# Two Different Rear Caliper Guide Pins?



## archimense (Dec 10, 2002)

I have a MKIV with OEM brakes.
I was cleaning the guide pins in my rear calipers and I noticed that top and bottom pins are different. The top pin is slightly tapered and the bottom pin is not tapered. This causes the top pin to have some side to side movement.
I asked the parts monkey at the VW dealership and he only had one part number listed for individual guide pins.
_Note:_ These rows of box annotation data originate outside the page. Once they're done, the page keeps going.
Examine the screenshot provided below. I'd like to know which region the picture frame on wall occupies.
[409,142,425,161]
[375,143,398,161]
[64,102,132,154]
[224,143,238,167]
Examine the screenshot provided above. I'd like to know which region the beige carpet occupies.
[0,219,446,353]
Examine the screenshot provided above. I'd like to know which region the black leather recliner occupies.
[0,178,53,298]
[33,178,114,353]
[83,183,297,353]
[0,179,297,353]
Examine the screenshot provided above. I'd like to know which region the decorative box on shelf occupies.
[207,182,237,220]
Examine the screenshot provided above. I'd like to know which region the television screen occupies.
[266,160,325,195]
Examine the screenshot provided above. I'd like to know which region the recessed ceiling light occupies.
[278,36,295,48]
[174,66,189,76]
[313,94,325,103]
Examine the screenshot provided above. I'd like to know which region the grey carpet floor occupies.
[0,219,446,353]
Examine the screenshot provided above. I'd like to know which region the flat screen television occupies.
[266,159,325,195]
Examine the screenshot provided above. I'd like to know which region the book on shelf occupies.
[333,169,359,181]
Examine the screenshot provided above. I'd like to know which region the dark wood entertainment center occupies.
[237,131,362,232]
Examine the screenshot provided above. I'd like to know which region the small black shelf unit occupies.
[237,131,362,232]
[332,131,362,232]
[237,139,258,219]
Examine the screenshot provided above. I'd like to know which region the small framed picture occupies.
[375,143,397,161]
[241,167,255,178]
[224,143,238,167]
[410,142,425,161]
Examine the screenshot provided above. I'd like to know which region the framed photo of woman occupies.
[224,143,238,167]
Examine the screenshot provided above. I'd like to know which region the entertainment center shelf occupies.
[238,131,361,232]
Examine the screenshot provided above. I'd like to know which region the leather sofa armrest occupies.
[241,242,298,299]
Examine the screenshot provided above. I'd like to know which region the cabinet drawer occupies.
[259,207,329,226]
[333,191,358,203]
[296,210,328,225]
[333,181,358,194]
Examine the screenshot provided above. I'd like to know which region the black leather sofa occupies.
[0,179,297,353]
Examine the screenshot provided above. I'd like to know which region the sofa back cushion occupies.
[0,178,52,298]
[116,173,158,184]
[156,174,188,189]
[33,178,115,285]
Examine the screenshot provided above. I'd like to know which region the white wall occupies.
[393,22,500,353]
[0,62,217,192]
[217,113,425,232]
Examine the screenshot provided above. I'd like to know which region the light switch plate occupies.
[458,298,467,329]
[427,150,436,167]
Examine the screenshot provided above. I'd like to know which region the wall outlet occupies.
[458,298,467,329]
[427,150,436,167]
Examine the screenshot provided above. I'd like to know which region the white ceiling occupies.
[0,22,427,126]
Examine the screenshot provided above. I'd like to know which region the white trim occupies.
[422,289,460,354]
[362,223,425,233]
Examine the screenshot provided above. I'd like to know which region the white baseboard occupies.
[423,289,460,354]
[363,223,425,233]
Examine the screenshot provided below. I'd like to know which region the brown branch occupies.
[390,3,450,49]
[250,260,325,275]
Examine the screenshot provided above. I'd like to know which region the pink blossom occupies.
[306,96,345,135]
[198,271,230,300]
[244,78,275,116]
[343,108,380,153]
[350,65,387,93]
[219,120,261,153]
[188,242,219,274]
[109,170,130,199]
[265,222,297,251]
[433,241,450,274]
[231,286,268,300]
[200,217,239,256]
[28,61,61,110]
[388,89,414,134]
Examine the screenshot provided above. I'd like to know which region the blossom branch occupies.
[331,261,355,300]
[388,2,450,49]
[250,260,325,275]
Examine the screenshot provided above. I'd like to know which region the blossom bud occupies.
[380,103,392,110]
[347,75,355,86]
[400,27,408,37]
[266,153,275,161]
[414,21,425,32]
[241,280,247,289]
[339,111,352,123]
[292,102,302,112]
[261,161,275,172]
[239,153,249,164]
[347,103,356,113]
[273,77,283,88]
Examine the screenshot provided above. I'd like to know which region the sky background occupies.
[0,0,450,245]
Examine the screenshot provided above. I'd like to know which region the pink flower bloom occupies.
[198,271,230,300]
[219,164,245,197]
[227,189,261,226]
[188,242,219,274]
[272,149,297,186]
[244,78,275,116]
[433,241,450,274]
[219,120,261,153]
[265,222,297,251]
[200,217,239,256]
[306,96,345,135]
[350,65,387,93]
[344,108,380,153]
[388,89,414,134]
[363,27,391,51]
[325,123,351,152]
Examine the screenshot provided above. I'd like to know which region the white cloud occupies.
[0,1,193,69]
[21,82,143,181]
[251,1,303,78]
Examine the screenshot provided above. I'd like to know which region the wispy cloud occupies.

So if you can only buy them individually, and there is only one type, why do I have different ones top and bottom?
WTF?
Thanks.


----------



## phatvw (Aug 29, 2001)

*Re: Two Different Rear Caliper Guide Pins? (archimense)*


_Quote, originally posted by *archimense* »_I have a MKIV with OEM brakes.
I was cleaning the guide pins in my rear calipers and I noticed that top and bottom pins are different. The top pin is slightly tapered and the bottom pin is not tapered. This causes the top pin to have some side to side movement.
I asked the parts monkey at the VW dealership and he only had one part number listed for individual guide pins. So if you can only buy them individually, and there is only one type, why do I have different ones top and bottom?
WTF?
Thanks.









Maybe one of the pins is wearing unevenly? Does it look the same on the left and right calipers?


----------



## archimense (Dec 10, 2002)

The tapering is not due to wear. The tapering is the same of both upper and lower pins on both rear calipers.
Plus the tapering is is three seperate segments on the pin. So I don't think it can be caused by wear.


----------



## archimense (Dec 10, 2002)

bump


----------